思い出したのは私がまだこの世界に生まれる前の前世の記憶。「俺はお前を…愛していた」と泣きそうな声で言うイタチに、私もあんたのこと好きだったよ、と告げると彼は一瞬目を閉じた。悲しみを含む震えた声で、すまない、と一言。その言葉を聞いた瞬間にはもう私の左胸からは血が吹き出していた。

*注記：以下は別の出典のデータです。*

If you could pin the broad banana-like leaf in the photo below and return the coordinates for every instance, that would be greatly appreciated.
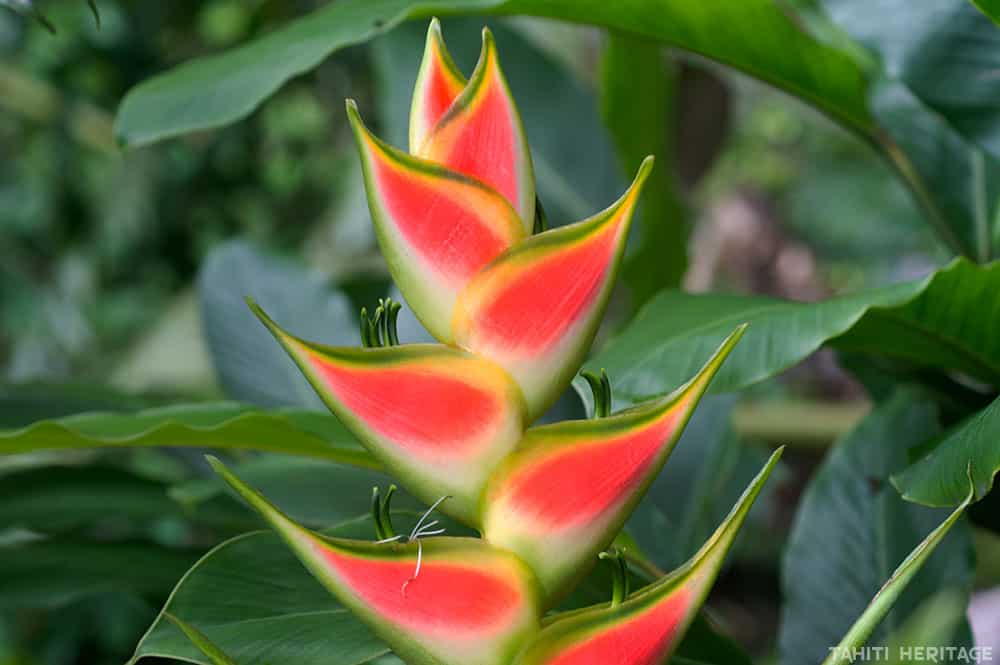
(648, 625)
(481, 135)
(469, 604)
(536, 308)
(439, 83)
(436, 227)
(438, 418)
(567, 491)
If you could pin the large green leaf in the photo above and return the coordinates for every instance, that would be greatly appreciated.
(50, 573)
(210, 425)
(940, 478)
(641, 128)
(945, 321)
(252, 367)
(935, 94)
(852, 529)
(889, 594)
(756, 36)
(252, 598)
(314, 492)
(696, 489)
(24, 403)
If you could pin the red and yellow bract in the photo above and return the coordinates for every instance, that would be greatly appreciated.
(536, 308)
(471, 604)
(566, 492)
(645, 628)
(438, 418)
(481, 135)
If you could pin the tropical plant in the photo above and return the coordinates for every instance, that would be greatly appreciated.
(508, 519)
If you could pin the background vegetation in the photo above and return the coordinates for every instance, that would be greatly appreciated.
(130, 232)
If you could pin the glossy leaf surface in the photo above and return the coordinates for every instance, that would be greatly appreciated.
(940, 478)
(672, 336)
(830, 542)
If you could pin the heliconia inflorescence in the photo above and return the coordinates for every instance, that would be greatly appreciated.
(515, 310)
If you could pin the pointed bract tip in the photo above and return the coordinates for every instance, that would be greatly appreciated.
(641, 175)
(353, 116)
(268, 322)
(646, 166)
(216, 464)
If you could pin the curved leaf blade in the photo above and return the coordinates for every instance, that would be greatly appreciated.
(836, 560)
(436, 601)
(894, 586)
(230, 596)
(941, 478)
(207, 425)
(944, 321)
(216, 655)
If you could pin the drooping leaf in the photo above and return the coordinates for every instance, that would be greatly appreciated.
(231, 595)
(649, 624)
(708, 468)
(756, 36)
(310, 491)
(215, 655)
(934, 94)
(481, 135)
(436, 227)
(675, 332)
(640, 128)
(205, 425)
(535, 310)
(250, 366)
(438, 417)
(562, 497)
(24, 403)
(940, 478)
(439, 83)
(852, 529)
(467, 603)
(893, 588)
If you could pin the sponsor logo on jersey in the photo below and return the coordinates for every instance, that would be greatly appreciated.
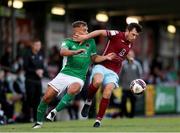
(87, 45)
(74, 47)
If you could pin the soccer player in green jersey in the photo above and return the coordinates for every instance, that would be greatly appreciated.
(77, 58)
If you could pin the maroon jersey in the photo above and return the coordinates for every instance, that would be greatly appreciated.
(118, 44)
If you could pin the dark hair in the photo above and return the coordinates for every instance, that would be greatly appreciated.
(78, 24)
(131, 26)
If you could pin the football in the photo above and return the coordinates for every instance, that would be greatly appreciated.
(138, 86)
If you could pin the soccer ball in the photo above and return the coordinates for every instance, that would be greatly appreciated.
(138, 86)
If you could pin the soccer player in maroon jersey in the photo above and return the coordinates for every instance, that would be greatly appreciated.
(106, 73)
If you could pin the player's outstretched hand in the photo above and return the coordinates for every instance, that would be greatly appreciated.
(79, 51)
(79, 38)
(110, 56)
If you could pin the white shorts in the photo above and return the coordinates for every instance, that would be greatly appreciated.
(109, 76)
(63, 81)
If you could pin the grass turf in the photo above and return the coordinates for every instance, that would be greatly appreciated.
(166, 124)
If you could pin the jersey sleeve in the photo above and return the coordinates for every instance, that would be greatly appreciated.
(93, 48)
(112, 33)
(65, 44)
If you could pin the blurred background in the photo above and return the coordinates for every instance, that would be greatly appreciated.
(157, 49)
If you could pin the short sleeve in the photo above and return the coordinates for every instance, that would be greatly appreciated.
(65, 44)
(93, 48)
(112, 33)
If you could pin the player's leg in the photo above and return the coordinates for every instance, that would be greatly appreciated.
(123, 103)
(41, 110)
(104, 103)
(74, 86)
(109, 83)
(132, 100)
(96, 80)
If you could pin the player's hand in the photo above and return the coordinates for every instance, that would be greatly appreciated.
(79, 38)
(40, 72)
(79, 51)
(110, 56)
(130, 59)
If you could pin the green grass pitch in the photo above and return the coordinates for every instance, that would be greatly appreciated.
(157, 124)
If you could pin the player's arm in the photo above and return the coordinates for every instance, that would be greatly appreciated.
(65, 49)
(67, 52)
(93, 34)
(98, 58)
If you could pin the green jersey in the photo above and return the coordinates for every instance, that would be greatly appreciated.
(77, 65)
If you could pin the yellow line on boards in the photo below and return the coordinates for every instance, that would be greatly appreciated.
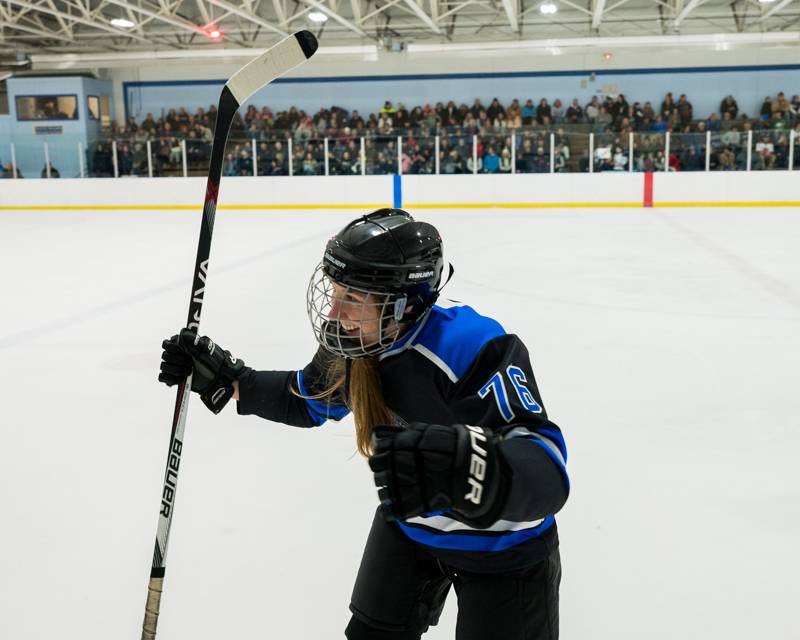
(408, 205)
(743, 203)
(519, 205)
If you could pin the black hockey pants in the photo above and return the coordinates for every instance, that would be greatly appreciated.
(400, 591)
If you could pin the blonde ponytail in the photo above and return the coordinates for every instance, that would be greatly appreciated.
(366, 401)
(365, 396)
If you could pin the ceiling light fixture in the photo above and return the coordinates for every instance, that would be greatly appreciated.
(123, 23)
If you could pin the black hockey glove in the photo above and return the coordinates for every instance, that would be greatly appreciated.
(214, 368)
(430, 468)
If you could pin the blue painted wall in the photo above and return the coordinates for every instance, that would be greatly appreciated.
(63, 146)
(705, 88)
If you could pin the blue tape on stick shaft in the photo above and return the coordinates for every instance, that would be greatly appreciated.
(398, 191)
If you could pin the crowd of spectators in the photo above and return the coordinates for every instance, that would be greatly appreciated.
(472, 138)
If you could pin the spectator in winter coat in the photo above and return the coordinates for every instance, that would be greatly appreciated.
(667, 107)
(728, 105)
(557, 113)
(781, 104)
(491, 161)
(574, 113)
(684, 109)
(544, 111)
(495, 110)
(713, 124)
(528, 113)
(766, 109)
(592, 110)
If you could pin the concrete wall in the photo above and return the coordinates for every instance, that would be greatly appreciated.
(766, 188)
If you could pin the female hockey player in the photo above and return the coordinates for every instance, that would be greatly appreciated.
(469, 468)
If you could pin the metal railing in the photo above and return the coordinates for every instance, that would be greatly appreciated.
(439, 152)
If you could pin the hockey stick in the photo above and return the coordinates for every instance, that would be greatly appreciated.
(275, 62)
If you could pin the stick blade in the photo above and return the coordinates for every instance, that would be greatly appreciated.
(273, 63)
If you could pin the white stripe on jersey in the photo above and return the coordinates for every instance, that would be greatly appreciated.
(443, 523)
(430, 355)
(522, 432)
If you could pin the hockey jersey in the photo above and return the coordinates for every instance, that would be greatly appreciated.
(453, 367)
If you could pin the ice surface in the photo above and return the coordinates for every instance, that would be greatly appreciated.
(665, 343)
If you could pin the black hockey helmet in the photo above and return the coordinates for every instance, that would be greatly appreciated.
(387, 251)
(391, 265)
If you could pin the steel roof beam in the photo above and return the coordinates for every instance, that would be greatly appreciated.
(693, 4)
(510, 7)
(335, 16)
(597, 14)
(85, 21)
(247, 15)
(411, 4)
(774, 10)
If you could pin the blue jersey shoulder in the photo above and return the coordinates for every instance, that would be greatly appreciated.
(454, 336)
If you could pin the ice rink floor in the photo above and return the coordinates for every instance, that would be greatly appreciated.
(665, 343)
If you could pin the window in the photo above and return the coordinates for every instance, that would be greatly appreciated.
(51, 107)
(3, 98)
(105, 111)
(93, 107)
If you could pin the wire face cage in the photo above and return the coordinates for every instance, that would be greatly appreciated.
(352, 322)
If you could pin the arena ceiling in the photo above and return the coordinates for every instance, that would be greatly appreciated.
(84, 26)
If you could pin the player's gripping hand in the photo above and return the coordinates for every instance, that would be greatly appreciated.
(429, 468)
(214, 368)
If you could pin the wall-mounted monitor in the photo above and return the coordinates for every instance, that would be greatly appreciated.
(93, 107)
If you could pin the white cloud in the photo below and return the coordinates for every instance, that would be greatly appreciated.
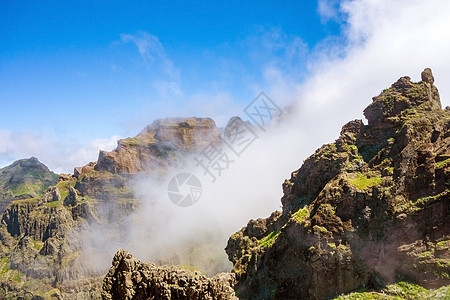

わかっていた。…きっと一族は終わりを告げるだろうということは。でもイタチが全てを背負わねばならないというのは、昔から優しい心を持った彼にはとても残酷なことだ。
この世界に生を受けて今まで生きてきて、なんだか周りよりも運動神経が良いだとか瞬発力や記憶力は抜群だと言われてきた。というのも今では頷ける。そりゃ元忍者だったんだ。そのへんよくて当たり前か、と思い出した記憶にぼーっと浸っていた。
「わぁあ!お姉さんすごーいっ!」
「口から火が出たぞ!熱くねぇのかなぁ」
「きっと大道芸人さんですよ!」
橋の上から声が聞こえてきたのでハッとそちらを見ると、小学生くらいの可愛らしい子供達が目をキラキラさせてこちらを見ていた。私が見た瞬間に興奮したように手を振ってきたので、思わず振り返すと嬉しそうにきゃっきゃと笑っている。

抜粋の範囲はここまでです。